To utilize microwave and FSO links in long backhaul stretches over non-populated areas to reach remote rural settlements, appropriate base station towers need to be built resulting in very high CAPEX costs. Since microwave frequencies are regulated and carry licensing fees, this also results in high OPEX. FSO does not involve spectrum licenses since it is based on light transmission, however it is sensitive to certain weather conditions such as fog, sand storms and to alignment errors.
To achieve the goal of worldwide connectivity, three-dimensional integrated networking should be used which encompasses terrestrial, airborne and satellite communications. In fact, to solve the coverage problem in large rural areas without relying on the deployment of costly infrastructure on the ground for backhaul, it is envisioned that communications of flying nodes, for example: High Altitude Platforms (HAPs), Unmanned Aerial Vehicles (UAVs) and tethered Aerostats (balloons), will become ubiquitous in the 2030s.
A multi-hop network of UAVs, HAPs and tethered balloons can cover thousand of kilometers of sparsely populated area by communicating with each other using directional antennas over mmWave frequencies, before reaching a ground station through an FSO link. Currently, Google’s Loon project designs and uses high altitude balloons to create an aerial wireless network, which can potentially deliver connectivity to people in remote unconnected areas. It has already run several successful field trials: for example, seven balloons were able to relay a signal over a distance of 1000 km with good control over their navigation paths to ensure they stay at the target area.

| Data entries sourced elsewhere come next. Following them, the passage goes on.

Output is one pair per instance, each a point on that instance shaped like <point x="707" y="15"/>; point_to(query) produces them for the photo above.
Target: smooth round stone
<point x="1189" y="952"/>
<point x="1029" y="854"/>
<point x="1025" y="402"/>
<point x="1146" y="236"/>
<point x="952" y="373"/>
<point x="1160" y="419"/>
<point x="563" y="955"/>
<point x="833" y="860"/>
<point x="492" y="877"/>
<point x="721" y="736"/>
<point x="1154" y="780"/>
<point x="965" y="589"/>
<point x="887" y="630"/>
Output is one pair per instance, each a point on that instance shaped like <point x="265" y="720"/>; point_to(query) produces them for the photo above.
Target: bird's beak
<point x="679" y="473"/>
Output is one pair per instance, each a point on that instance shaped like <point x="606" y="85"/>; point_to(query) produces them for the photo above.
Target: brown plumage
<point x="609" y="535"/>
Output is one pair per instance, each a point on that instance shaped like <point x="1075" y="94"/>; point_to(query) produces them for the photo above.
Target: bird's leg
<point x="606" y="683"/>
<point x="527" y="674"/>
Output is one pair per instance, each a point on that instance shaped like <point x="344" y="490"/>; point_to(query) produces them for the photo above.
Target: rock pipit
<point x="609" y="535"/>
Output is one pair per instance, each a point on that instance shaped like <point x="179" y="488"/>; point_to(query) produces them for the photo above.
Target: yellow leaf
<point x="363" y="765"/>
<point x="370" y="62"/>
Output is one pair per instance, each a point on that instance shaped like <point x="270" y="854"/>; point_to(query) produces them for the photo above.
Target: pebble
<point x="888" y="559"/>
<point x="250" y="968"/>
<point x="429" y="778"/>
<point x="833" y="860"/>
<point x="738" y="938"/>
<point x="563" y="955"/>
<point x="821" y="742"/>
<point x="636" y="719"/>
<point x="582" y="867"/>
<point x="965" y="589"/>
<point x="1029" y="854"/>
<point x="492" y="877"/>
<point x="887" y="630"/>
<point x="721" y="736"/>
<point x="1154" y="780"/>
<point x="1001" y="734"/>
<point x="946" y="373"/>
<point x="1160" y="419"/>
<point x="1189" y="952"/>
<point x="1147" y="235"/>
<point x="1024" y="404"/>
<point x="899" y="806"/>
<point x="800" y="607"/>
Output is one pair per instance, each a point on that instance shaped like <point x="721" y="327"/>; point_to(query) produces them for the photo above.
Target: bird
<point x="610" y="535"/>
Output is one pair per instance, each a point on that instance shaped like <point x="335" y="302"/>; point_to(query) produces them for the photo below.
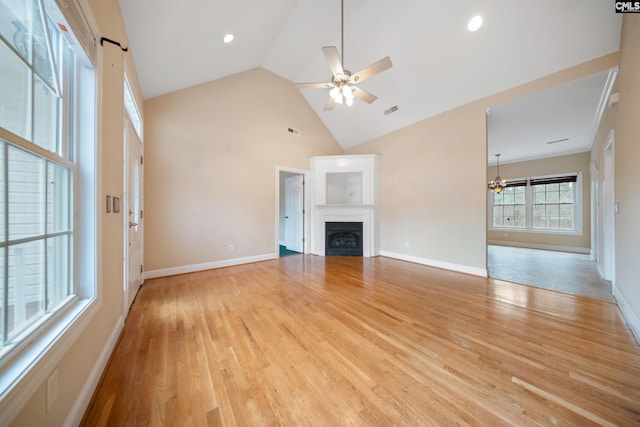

Adopting an appropriate fronthaul technology, like mmWave, FSO, WiFi, mesh networks or power line communication, for communication between the base station and the remote radio head (RRH) or the users will also depend on several factors including the population density, geographical characteristics, and distance to the nearest gateway/exchange point. For example: bringing 5G directly to rural areas will not be feasible as a starting point since these areas currently lack even basic internet access. A network should typically start with basic features and gradually evolve over time to reach the 5G performance targets. For this reason, rural connectivity should be identified as the fourth use case of 5G, or possibly the combination of the four use cases could form the foundation of 6G.
One Size Will Not Fit All
To provide sustainable connectivity to rural areas, different aspects need to be successfully integrated like the backhaul and fronthaul technologies, electricity solutions for remote areas, user awareness that creates local services and drives local demand, which in turn leads to more advanced connectivity. All of this needs to be governed by suitable government policies and incentives. In addition, it should be noted that there is no single technology that is best suited to provide connectivity to rural areas. Each solution can be the best fit for certain scenarios while not being convenient for other scenarios.
Combining different rural connectivity technologies while providing the flexibility to evolve to Enhanced-5G/6G as the demand increases and the infrastructure is provided will eventually help achieve global broadband coverage and end the disparity of internet access to the remaining half of world’s population.